E che ne è della solidarietà degli altri Comuni meridionali, se la maggior parte non ha neanche aderito al Comitato NO LOMBROSO ?
Si possono continuare ad accettare teorie aberranti che sostengono una inferiorità razziale dei “meridionali dolicocefali, con cranio allungato, quindi pigri, ipocondriaci, in contrapposizione ai nordici brachicefali con cranio quadrato, con più materia encefalica, quindi iperattivi ed efficienti”?
“E’ noto quale ideologia sia stata diffusa in forma capillare dai propagandisti della borghesia nelle classi settentrionali: il Mezzogiorno è la palla di piombo che impedisce i più rapidi progressi allo sviluppo civile dell’Italia; i meridionali sono biologicamente degli esseri inferiori, dei semibarbari o dei barbari completi, per destino naturale”

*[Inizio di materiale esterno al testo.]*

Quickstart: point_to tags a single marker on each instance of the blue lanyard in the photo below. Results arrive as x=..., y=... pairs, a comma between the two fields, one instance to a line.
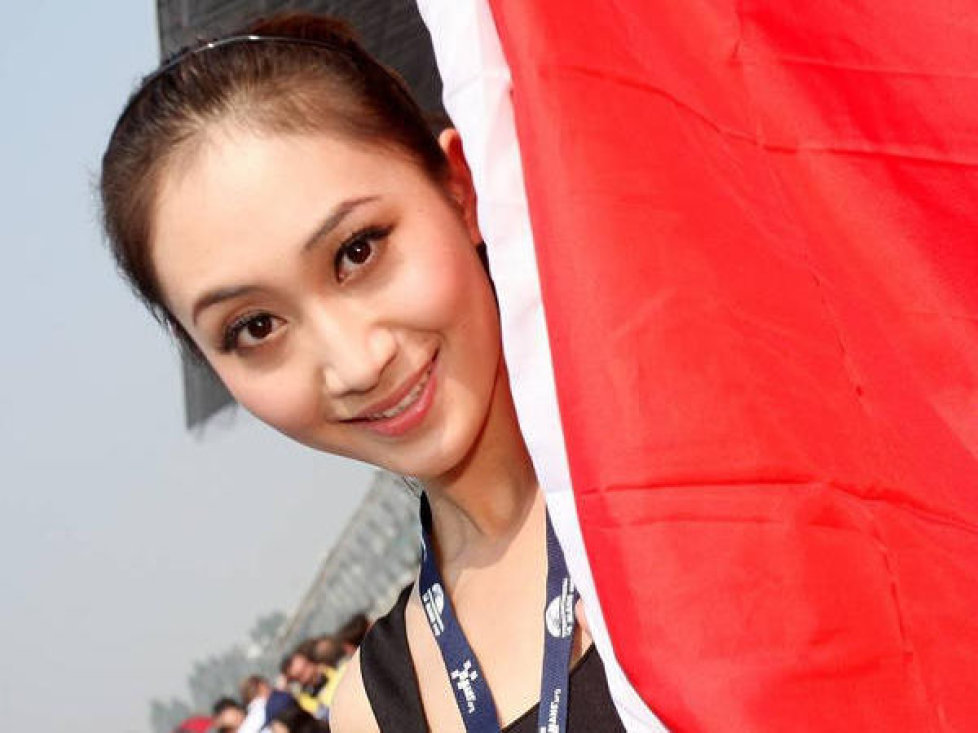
x=472, y=694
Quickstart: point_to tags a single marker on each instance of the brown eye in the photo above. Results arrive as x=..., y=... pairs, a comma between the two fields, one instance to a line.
x=251, y=331
x=358, y=251
x=259, y=327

così denunciava Antonio Gramsci nel 1926 e, ad oggi non è cambiato nulla e la Questione Meridionale conserva il suo substrato razzista e la sentenza di secondo grado lo dimostra.
Cento città italiane mosse contro il Museo, uno spettacolo teatrale (che speriamo possa presto avere il finanziamento della regione Calabria), sono tra le iniziative di spicco che cercano di portare l’attenzione a supporto della chiusura del “Museo della vergogna” la cui esibizione macabra di teschi non si discosta dall’esposizione tribale dei trofei di guerra dei soldati dell’Isis.